Online quote manipulation has become a growing problem for insurance retailers and one that has historically been difficult to detect and address pre-sale. In response to this challenge, the Hummingbird Syndicate was launched, bringing together major insurance brands to benefit from sharing insights garnered using CDL’s high-speed data intelligence solution and identify and combat fraud. In its first 30 days, it processed data relating to over 15 million motor insurance quotes provided by CDL customers to over 3 million consumers.
Tools to help visualise this data are revealing fascinating insights into the issue of quote manipulation and highlighting suspicious patterns of behaviour when generating insurance quotations. This is enabling more targeted, and therefore more effective, detection of fraud – a problem that, despite accounting for a relatively small proportion of overall sales, costs the industry huge sums every year.
Manipulating data fields
With up to 90% of motor insurance sales originating online, depersonalising the process of shopping around for quotes, the inevitable temptation for people to experiment with factors that affect their premium is well documented. This is corroborated by the Hummingbird data, which shows that, on average, people request over five quotes when shopping for car insurance, although much of this activity includes consumers processing perfectly legitimate ‘what if’ quotations.
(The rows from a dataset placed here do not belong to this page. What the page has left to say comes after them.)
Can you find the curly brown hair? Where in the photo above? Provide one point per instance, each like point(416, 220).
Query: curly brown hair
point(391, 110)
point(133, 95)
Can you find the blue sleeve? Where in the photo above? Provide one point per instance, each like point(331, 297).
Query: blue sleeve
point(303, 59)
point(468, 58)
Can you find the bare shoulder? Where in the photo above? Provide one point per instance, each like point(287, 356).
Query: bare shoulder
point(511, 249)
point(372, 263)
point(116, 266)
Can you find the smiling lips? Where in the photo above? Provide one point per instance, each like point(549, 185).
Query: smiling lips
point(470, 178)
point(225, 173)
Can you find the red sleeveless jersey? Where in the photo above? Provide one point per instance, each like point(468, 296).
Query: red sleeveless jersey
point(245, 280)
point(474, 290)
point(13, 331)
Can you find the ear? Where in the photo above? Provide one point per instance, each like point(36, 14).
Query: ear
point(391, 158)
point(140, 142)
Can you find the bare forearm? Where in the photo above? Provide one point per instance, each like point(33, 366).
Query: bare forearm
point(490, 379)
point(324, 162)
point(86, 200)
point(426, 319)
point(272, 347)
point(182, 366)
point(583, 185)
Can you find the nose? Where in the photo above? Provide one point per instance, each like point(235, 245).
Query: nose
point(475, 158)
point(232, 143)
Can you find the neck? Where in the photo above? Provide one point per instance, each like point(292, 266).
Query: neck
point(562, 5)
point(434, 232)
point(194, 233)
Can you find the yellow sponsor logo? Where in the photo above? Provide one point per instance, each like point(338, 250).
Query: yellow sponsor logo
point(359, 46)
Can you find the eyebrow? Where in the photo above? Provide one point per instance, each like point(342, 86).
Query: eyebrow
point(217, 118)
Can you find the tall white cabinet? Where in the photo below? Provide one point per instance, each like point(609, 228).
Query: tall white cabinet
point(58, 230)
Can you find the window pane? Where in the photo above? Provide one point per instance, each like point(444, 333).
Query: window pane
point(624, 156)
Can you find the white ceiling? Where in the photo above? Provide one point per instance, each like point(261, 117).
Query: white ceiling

Almost half of the consumers in the sample varied at least one risk area between quotes, with the most frequently changed being ‘annual mileage’, altered by 27% of people. Of these, nearly a third entered two or more variables and over 5,000 people changed this value five times or more. No claims bonus changes also featured highly, with over 20,000 people making changes involving a variance of nine years. You can see why this may be suspicious, especially when multiple changes span a number of different risk factors.
We can also see an interesting relationship between the number of different risk factors people amend when requesting multiple quotes and the overall number of individual changes they make. This peaks at four risk factors. In other words, people whose changes involved four risk factors made the highest number of overall changes.
The data also provides insights into the times when people may be more likely to be engaging in quote manipulation. Whilst the overall peak time for requesting a motor insurance quote is 4pm, when the results are filtered to include only people who had made a significant amount of changes to their quotes, suddenly peaks in the early hours of the morning are visible.
Using visualisation tools, certain patterns of behaviour become more readily apparent. For example, where changes involve the area where the vehicle is declared as being mainly kept overnight, it is possible to better understand potential hot spots using geo-mapping tools. Having identified potential anomalies, it is possible to filter the view.
While this could, of course, be legitimate, the key for retailers is that, overall, suspicious patterns can be highlighted, creating the opportunity to react accordingly and thus avoid hefty cancellation costs.
Effective quote matching routines are vital when it comes to detecting manipulation. Hummingbird is able to identify where people change names between quotes, which in some cases is done to avoid detection. This capability means it is also possible to detect potential instances of ‘fronting’; where a consumer requests multiple quotes in different names, in an effort to obtain the lowest price. This is often done without disclosing the true main user of the vehicle, and risks invalidating their insurance policies.
Ultimately, it’s up to Hummingbird Syndicate members how they want to use these insights. Not only can Hummingbird aid detection of suspicious patterns of behaviour at point of quote, it enables retailers to initiate a range of actions to tackle fraud in real time, including redirecting the customer to a contact centre, flagging the quote for post-sale validation or declining to quote altogether.
Retailers can implement their own rules to determine what action to take, with factors such as the number of changes a consumer makes between quotes, the type and combination of changes and the overall volume of quotes generated being used to apply a rating to an individual. They may also decide that changes to certain unvarying data fields, such as insurance refusals, will automatically result in a quote being denied or flagged for post-sale validation.
Two years on from its launch, Hummingbird is continuing to deliver real business benefits for customers, providing invaluable insight at point of pre-quotation. Hummingbird Syndicate is building on this by enabling the industry to collaborate and tackle head on what has become an increasingly challenging issue.